# Parting off in reverse



## Woz (Sep 18, 2010)

I noticed a comment in the Thin Parting tool thread about running the lathe in reverse for parting off. Is it as simple as turning the tool upside down in the holder, setting the height and off you go or is there more to it than that? Have I missed something?

Woz


----------



## Tin Falcon (Sep 18, 2010)

as long as your chuck does not thread on !!!Yes!
Actualy the preferred method is set the tool post up behind the work upside down and run in normal direction but not all lathes have a place to mount a tool there.
Tin


----------



## firebird (Sep 19, 2010)

Hi Woz

By a curious coincidence Arnoldb has just asked me how I part off over in the A WORK IN PROGRESS SECTION A BEAM ENGINE. I use a rear mounted parted off tool in my Myford.

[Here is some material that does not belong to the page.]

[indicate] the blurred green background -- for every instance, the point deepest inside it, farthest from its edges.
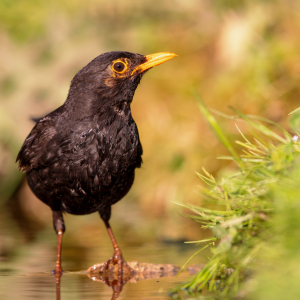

Best thing I ever did.





Cheers

Rich


----------



## jpeter (Sep 19, 2010)

You guys using armstrong type parting tools wanting to improve your parting operations ought to add a prop under the nose of the tool. Once I had a 9 inch Clausing lathe with a lantern post and rocker tool holder. When parting I'd place a short length of stock under the cutting end of the parting tool to the base to prop up the tool. It really helped reduce the chatter. 
Never tried mounting the tool on the back of the table. Looks good though cause the chips would drop out. Don't have trouble lifting the table?


----------



## Woz (Sep 20, 2010)

Thanks for the advice. I'll give it a go and see if it improves on the current results.

Woz


----------



## Xlmyford (Sep 20, 2010)

firebird  said:
			
		

> Hi Woz
> I use a rear mounted parted off tool in my Myford. Best thing I ever did.
> 
> 
> ...



Hello.
I like to hear that.
My rear tool post,castings and drawings by Hemingway Kits, is almost finished.
















Ralph


----------



## jpeter (Sep 20, 2010)

Hey Woz, comment on how the prop works. I'd like to hear about it.


----------



## Huntinguy (Sep 24, 2010)

In the world I live in (production machine shop), we would sometimes part off in reverse for the simple reason the part would not try to lift off and hit us. Instead it sends it down into the chip tub of the machine.

For the most part we don't do that anymore. NCs have taken over... btw, some of them run in reverse all the time. 

Another time to run in reverse... if you are making lots of small chips and they are coming out and making a mess... well, if you run in reverse with the tool upside down... all the chips go straight down - much cleaner in the shop. Obviously you cannot make heavy cuts or have a screw on chuck like I have on my machine. 

This discussion brings back memories... been a long time since I started in the trade.

FWIW: I have worked with some very impressive machinists and tool and die makers... You guys, on this forum, don't have to take your hats off to anyone...
 Thm:


----------